Least complexities & risk
While importing fabrics, a number of commercial processes are considered. But if it is a local supplier, things are easy. For instance, if you have a rejected fabric and you need to return it back to source and get replacement fabric, it would take only couple of days for local mills but for foreign mills, it may take months. At the same time, when there is an issue in business and you are in the same country, the risk management is very easy.
Price is one of the biggest challenges for garment manufacturers as well as fabric suppliers. Compared to competitors like India, Pakistan and China, the country’s fabric prices are high, as it doesn’t produce cotton. But Bangladesh has comparatively cheaper labor cost. So, the country needs to trade off with that and needs to keep its fabric cost as low as possible to survive in the market.
Bangladesh mostly produces basic products mainly cotton based in solid, print and yarn dyed and denims. Bangladeshi woven fabric manufacturers’ product range is very narrow. There is a huge demand for different kinds of fabrics. Retailers are looking for more technical fabrics with different functional properties. So, Bangladeshi fabric manufacturers need to be ready for this and diversify their products in those areas as well.

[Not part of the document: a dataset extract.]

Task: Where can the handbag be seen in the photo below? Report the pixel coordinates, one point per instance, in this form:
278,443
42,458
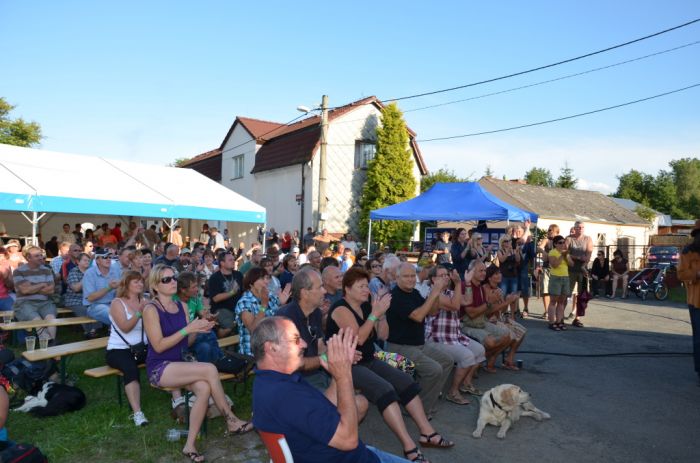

Most mills are not producing high stretch products. Mill’s capacity being limited they make more basic volume products, and innovation is low. One of the other major categories is denim. The country has a strong market share in this segment. There are in 30 denim mills, which produce 25 million metre fabric per annum. Today, the country is No. 1 jeans exporter to Europe and No. 3 to the US.
Local support – a must
Huge investment is needed in woven sector as backward linkage of garment industry to achieve $50 billion by 2021. Without strong support of raw materials, the country cannot achieve this goal. There is also a need to look for diversified products and train manpower to harness newer opportunities. In order to compete, the country needs to ensure competitive price, quality and excellent sales service to RMG sector. On top of that, there is a strong need to promote Bangladeshi fabrics in a big way across the globe to gain major market share.